Linpe: make sending and receiving data analysis faster and easier

October 4, 2016
By

(This article was first published on R blog | Quantide - R training & consulting, and kindly contributed to R-bloggers)

When performing some kind of analysis in R it is usually common to use data stored in basic formats such as .csv or .Rdata, and then present the analysis using a .Rmd file.

This process solves a lot of processing-related problems and saves time by allowing the analyst to perform their statistical analysis and at the same time have their work in a nice format such as .pdf or .html ready to be shown to the recipients. However, this also means that whenever you need to send the analysis to someone, you need to knit the .Rmd and send at least two files:

  1. the data
  2. and the knitted .Rmd

This is usually not a major problem, however what if you could embed the analysis in the data and send just a single file, in short:

Is it possible to send a single file instead of two?

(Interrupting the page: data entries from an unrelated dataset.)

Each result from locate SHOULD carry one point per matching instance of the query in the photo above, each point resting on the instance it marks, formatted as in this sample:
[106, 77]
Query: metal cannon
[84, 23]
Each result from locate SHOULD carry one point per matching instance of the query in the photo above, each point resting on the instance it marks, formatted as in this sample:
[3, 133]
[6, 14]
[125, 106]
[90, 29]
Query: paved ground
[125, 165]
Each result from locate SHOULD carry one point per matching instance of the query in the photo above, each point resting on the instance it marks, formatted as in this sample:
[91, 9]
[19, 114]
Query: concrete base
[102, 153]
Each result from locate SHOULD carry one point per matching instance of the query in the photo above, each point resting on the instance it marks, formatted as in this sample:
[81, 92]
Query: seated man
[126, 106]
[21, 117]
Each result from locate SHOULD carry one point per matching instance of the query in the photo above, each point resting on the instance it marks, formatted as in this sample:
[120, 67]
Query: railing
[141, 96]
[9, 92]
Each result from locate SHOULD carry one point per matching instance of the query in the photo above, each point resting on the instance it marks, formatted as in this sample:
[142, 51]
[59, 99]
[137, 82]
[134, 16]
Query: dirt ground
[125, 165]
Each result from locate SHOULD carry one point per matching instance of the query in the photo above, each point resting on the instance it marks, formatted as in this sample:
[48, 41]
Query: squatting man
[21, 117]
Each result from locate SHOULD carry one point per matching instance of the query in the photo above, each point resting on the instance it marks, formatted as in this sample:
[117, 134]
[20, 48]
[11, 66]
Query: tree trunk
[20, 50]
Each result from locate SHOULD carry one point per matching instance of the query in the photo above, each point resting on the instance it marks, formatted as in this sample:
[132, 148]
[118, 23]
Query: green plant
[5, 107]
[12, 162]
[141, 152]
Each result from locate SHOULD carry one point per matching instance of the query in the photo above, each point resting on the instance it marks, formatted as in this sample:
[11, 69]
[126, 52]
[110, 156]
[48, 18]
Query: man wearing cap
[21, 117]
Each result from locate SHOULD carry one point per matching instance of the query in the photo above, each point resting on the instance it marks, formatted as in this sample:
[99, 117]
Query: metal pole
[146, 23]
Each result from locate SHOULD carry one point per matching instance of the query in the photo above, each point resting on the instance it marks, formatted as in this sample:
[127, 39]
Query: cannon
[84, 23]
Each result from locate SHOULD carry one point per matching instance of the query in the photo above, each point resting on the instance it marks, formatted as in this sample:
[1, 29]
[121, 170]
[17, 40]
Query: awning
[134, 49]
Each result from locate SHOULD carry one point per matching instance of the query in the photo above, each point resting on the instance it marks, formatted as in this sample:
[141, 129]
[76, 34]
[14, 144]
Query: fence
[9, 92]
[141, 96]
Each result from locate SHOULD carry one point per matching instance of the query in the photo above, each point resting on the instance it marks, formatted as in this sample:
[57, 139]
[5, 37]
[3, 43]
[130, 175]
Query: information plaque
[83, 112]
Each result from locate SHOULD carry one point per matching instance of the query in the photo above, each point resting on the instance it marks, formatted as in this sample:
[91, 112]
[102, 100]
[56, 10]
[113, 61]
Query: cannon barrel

The answer is yes, there is an R package specifically designed for doing that and shortening the hustle of sending files back and forth. The package I am talking about is linpe, created by Andrea Spanò, managing partner at Quantide.

What does the linpe package do?

how-linpe-works

In short, the linpe package provides you with a neat set of functions to embed your .Rmd analysis in the data as an attribute, then save the resulting object to a single file, send it to whoever needs it and finally render the .Rmd as a .pdf or a .html file on the recipient pc. Furthermore, if the recipient of the analysis would like to add something to it or make some changes, the linpe package allows them to extract the embedded .Rmd file and make all the necessary edits before sending the analysis back.

How does it work?

Let me walk you through a short tutorial on how to use the linpe package.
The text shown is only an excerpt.